Oyó ruido en la habitación contigua, y aprovechó para bajar corriendo las
escaleras, coger la chaqueta y huir. Huir de su madre, de la enfermedad de su
padre y sobre todo huir de si misma. Y sus piernas corrían sabiendo donde
acabarían y sus ojos se abrían y cerraban sin necesidad de ver lo ya visto, y llegó
al bar y lloró y el padre de G. la abrazó, y suavemente le explicó que hay
hombres que mueren jóvenes, que hay enfermedades que no entienden de raza, ni condición y que debía estar preparada para
lo peor. En ese momento entró su hijo, pero el pato que vivía en su interior no
se dejó ver en esta ocasión y el padre de G. quiso celebrarlo y le pidió a G.

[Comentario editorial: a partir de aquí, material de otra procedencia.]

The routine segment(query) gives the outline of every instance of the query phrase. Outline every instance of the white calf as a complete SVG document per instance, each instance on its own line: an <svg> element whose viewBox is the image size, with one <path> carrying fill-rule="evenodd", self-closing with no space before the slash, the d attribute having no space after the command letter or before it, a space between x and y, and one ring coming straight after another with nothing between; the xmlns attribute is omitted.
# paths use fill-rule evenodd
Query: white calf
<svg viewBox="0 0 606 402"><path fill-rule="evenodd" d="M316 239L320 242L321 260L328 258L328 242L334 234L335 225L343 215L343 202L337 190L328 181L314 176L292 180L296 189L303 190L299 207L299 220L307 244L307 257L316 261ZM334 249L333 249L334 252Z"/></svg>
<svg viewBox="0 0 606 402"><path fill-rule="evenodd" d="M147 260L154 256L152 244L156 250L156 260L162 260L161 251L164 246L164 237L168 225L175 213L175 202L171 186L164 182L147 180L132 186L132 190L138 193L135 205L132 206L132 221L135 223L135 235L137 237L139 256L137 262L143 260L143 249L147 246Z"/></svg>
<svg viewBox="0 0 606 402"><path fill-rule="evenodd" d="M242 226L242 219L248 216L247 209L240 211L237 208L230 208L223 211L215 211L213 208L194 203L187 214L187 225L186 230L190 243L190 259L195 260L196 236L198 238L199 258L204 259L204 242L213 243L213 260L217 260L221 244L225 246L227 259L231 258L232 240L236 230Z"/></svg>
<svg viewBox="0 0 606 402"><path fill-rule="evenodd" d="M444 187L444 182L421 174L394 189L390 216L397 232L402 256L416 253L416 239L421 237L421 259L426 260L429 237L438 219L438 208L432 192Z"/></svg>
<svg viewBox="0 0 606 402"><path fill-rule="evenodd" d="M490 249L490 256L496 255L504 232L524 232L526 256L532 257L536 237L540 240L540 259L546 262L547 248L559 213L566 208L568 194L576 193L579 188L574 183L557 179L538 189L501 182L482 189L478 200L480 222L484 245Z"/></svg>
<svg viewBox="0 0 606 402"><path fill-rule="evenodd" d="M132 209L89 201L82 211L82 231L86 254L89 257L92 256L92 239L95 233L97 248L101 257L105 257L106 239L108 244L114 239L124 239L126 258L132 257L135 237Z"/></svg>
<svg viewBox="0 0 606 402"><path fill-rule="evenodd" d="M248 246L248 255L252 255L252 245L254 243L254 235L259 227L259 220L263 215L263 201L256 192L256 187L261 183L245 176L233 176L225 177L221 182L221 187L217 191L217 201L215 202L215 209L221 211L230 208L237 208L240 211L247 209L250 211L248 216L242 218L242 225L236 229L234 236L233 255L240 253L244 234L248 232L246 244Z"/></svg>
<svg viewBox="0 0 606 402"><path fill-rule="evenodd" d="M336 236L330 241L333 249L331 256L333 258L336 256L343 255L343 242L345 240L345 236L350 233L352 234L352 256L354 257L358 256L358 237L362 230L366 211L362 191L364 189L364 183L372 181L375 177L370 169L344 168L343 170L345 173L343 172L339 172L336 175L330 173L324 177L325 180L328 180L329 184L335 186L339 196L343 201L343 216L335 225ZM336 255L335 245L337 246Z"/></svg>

júnior que llevara a S. a jugar a los bolos el sábado y S. sonrió todavía con
lágrimas en los ojos cuando G. padre le guiñó un ojo.
Aquel día de
repente se le antojó suave, dulce y llevadero, su subconsciente poco amigo de
profundizar en las tristezas de la vida decidió olvidar por el momento la
realidad y S. no volvió a casa en todo el día comió en el bar, con los dos
hombres que últimamente llenaban su corazón, uno sustituía la sabiduría y el
cariño de su propio padre, el otro le regalaba ilusiones lascivas, imágenes que
utilizaba noche tras noche al llegar a su cuarto. Y pasó el resto del día
enajenada frente al pinball, poniéndose una partida y otra y otra, concentrada
en cualquier cosa que no era el pinball cuando sintió en la nuca cierta mezcla
de calor húmedo acompañado de una respiración acelerada, y sintió también
sendas caricias celestiales a la altura de su cintura y sintió también un sudor
frío y cierta sensación de desestabilidad, creía que iba a desmayarse, pero en
lugar de eso giró sobre si misma para encontrarse frente a frente, cadera con
cadera, aliento con aliento con el chico que nunca la veía, con el chico que la
transformaba en una grúa transportadora que se movía en un espacio muy
limitado.
- Creo que has
perdido la bola. Le dijo G. en un tono excesivamente suave.
Y la cabeza, y
el sentido común y la cordura, pensó ella, pero contestó con un simple
-
Eso parece.
-
Yo te enseñaré a ganar una partida, date la vuelta.
Tenía los
cinco sentidos desorbitados, notaba el cuerpo de G. junior pegado a su espalda,
la rodeaba con sus brazos y sus manos se apoyaron sobre las de ella, estaba
descaradamente sofocada y no lograba concentrarse en el juego, si en el juego
de caderas de G. que cada vez que la bola intentaba colarse él la envestía
bruscamente con el pubis. Y ella estaba encantada de la vida, mirando fijamente
la bola como si de su mirada dependiera que aquella partida durara eternamente.
Pero se colaron las tres bolas y no supo como retener aquel momento, se quedó
paralizada sabiendo que aquello llegaba a su fin, y notó la distancia, y no
notó nada, porque ya se había ido hacia la barra. Había llegado el momento de
volver a casa, de volver a la realidad. Se despidió con poco ruido y sin nueces
y de camino a casa no se cansó de recrear una y otra vez el momento en que
G. se adosó a ella, se fundió abriendo
los poros de toda su piel absorbiendo así todo lo absorbible.
Al torcer la
esquina llegando a su calle vio a lo lejos unas luces intermitentes y su
euforia se transformó en ansiedad al ver la ambulancia en la puerta de su casa,
corrió para volver a su realidad, cruda y áspera.